Hizo una pausa para mirarlo inquisitivamente, luego cambió de postura en la silla, se recostó indolente poniendo los pies sobre la mesa, aplastando el papiro con el mensaje de su hermana y le dijo:
—Es la segunda vez que nos vemos, si no recuerdo mal. La primera, pensé que eras un bárbaro y que Ptolomeo estaba flojo de personal para tener que enviarte de embajador. Sigo opinando lo mismo de ti, aunque hables y te vistas como un griego, es obvio que nunca serás un macedonio. Tal vez, la tercera vez que nos veamos, tu piel se haya aclarado y tu lengua refrenado, sigues siendo demasiado díscolo, como si te sintieses superior al resto de los hombres.
—Hago grandes esfuerzos para ser más servil —le respondió Nimlot cruzando los brazos sobre el pecho para despedirse de Casandro—. Servir a Ptolomeo es cualquier cosa menos aburrido, me envía a lugares remotos a conocer a reyes, príncipes y gobernadores.
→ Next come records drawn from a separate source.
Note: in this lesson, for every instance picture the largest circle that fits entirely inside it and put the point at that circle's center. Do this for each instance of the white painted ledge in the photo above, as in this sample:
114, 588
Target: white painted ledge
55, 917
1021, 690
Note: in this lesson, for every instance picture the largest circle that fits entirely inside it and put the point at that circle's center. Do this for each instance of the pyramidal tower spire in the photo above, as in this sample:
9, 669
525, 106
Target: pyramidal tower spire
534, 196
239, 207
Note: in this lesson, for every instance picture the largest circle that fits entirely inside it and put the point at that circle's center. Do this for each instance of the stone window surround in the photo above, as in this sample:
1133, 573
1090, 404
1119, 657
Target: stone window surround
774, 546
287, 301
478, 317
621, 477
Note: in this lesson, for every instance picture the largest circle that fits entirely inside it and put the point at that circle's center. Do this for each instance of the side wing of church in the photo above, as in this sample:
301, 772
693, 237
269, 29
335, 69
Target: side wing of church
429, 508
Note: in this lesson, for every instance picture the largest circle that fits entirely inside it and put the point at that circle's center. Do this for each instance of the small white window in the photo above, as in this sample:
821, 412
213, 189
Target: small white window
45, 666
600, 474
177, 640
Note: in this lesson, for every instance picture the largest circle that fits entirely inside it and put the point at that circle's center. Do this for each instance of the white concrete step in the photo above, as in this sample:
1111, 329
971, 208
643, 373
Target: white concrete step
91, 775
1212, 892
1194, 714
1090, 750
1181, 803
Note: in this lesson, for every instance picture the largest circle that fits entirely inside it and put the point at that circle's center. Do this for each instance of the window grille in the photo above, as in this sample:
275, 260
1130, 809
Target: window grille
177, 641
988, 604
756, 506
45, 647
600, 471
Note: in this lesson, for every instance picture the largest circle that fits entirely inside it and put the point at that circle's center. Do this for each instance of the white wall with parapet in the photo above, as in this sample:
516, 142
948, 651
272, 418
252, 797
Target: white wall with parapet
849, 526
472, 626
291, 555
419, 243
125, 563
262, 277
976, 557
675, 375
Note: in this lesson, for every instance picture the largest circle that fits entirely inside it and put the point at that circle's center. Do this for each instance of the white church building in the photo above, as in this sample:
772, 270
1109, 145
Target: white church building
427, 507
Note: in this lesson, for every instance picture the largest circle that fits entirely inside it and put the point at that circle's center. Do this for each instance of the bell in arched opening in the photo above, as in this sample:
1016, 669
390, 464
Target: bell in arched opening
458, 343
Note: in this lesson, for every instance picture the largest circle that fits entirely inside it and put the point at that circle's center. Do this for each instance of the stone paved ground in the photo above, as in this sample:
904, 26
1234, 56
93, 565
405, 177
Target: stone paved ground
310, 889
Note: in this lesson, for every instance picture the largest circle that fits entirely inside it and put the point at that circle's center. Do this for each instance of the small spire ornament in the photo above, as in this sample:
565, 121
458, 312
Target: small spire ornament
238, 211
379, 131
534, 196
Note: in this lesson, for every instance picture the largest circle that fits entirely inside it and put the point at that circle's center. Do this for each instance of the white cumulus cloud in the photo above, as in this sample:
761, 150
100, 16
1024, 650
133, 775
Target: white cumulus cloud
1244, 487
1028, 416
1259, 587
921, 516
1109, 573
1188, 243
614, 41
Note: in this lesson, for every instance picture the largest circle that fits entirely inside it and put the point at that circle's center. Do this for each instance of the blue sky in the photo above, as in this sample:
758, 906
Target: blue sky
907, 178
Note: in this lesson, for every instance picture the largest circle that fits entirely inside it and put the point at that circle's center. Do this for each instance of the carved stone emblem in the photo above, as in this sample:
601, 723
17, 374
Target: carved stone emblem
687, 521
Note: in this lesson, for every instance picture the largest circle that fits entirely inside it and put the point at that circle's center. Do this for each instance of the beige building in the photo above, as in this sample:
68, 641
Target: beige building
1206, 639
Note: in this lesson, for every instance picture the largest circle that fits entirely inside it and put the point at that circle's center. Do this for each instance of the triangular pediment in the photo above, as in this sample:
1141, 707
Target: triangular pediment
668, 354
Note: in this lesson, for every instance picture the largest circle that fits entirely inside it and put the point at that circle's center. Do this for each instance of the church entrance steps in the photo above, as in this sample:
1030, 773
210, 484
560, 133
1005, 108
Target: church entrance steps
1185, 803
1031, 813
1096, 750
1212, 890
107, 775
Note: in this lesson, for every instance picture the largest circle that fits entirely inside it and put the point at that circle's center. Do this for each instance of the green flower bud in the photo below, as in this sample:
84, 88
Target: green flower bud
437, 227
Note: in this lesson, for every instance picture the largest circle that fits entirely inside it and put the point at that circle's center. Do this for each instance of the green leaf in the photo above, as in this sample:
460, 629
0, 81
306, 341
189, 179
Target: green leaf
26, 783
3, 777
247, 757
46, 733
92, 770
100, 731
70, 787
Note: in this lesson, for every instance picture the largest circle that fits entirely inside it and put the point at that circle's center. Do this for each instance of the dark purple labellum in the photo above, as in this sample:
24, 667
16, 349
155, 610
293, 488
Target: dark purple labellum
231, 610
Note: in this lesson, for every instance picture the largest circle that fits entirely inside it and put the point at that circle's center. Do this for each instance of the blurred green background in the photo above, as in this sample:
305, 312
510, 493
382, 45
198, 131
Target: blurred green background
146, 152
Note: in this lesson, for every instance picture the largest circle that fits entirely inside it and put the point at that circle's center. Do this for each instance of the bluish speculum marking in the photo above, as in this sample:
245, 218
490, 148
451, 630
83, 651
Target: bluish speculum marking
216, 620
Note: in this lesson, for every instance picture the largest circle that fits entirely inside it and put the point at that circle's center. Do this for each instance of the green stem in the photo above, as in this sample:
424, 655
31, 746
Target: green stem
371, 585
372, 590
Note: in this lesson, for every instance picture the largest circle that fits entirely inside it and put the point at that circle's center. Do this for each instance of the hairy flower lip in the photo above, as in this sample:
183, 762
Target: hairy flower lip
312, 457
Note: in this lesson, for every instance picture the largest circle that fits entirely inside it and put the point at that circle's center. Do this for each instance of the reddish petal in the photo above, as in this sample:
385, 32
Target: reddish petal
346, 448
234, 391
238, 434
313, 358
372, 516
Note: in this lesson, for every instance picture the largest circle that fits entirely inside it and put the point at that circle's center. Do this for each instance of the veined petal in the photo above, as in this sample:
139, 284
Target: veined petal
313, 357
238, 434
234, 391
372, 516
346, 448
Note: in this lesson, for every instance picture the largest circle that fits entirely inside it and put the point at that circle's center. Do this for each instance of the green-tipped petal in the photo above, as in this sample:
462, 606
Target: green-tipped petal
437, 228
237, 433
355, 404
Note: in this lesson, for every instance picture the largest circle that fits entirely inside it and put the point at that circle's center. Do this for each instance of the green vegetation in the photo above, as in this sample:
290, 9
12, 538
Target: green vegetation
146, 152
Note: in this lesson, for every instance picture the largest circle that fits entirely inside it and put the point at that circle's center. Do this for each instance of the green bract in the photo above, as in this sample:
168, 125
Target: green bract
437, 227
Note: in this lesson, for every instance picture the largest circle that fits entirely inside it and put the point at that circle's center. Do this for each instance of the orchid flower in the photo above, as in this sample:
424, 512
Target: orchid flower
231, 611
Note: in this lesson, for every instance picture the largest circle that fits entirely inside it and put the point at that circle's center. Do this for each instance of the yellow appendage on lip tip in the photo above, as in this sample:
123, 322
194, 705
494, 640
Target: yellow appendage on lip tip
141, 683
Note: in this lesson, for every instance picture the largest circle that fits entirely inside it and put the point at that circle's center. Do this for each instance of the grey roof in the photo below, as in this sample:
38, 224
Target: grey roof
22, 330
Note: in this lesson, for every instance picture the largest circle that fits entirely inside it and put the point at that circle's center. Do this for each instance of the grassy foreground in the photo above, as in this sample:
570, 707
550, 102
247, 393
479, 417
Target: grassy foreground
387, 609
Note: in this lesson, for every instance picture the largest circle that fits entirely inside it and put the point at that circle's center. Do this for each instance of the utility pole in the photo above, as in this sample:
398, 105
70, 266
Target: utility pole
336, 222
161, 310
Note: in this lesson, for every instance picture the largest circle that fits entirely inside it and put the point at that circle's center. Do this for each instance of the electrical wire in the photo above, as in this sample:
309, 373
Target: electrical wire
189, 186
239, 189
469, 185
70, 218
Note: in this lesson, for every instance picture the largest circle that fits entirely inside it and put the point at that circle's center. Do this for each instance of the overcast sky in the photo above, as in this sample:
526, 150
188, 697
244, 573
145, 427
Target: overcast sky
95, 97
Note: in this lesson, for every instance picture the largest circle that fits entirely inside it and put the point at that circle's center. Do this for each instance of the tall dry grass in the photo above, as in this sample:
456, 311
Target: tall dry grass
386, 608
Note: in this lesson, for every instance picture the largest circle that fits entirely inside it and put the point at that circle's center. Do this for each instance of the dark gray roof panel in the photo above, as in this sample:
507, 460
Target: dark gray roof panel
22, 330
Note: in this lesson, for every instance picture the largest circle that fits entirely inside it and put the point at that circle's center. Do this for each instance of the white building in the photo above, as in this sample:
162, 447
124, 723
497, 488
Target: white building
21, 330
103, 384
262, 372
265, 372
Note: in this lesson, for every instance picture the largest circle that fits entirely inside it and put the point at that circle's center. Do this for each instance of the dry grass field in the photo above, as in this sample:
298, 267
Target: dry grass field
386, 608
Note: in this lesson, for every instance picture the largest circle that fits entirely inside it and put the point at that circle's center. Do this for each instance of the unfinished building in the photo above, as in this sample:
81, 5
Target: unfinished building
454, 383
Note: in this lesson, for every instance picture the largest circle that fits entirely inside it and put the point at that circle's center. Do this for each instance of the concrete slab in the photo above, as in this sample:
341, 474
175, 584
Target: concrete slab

Tiene un excelente sentido del humor: cuando le describo con mis palabras díscolas lo que veo con mis ojos impertinentes, siempre se ríe. Es de los pocos macedonios que no juzga a los hombres por su raza. Si tuviese una gota de sangre real, ya le hubiésemos nombrado faraón.
—Vete ya de una vez a ver a los reyes. Y no olvides mi mensaje a Ptolomeo —le respondió Casandro irritado moviendo su mano derecha como si estuviese espantando a una mosca. No soportaba oír todos aquellos halagos sobre Ptolomeo, sentía oleadas de envidia. Luego mandó entrar a los generales que le informarían de cuántas tropas habían reunido para combatir a Olimpíade.
— Berenice debe de regresar a Macedonia lo antes posible, aunque sea que me la devuelva atada con grilletes —le dijo gritándole cuando salía por la puerta.
—Por supuesto, los grilletes serán muy apropiados —le respondió también a gritos para que le oyese entre el barullo de los soldados que ya habían entrado y abarrotaban la sala. Luego hablando para sí mismo añadió—: Al verla ya supe que era peligrosa.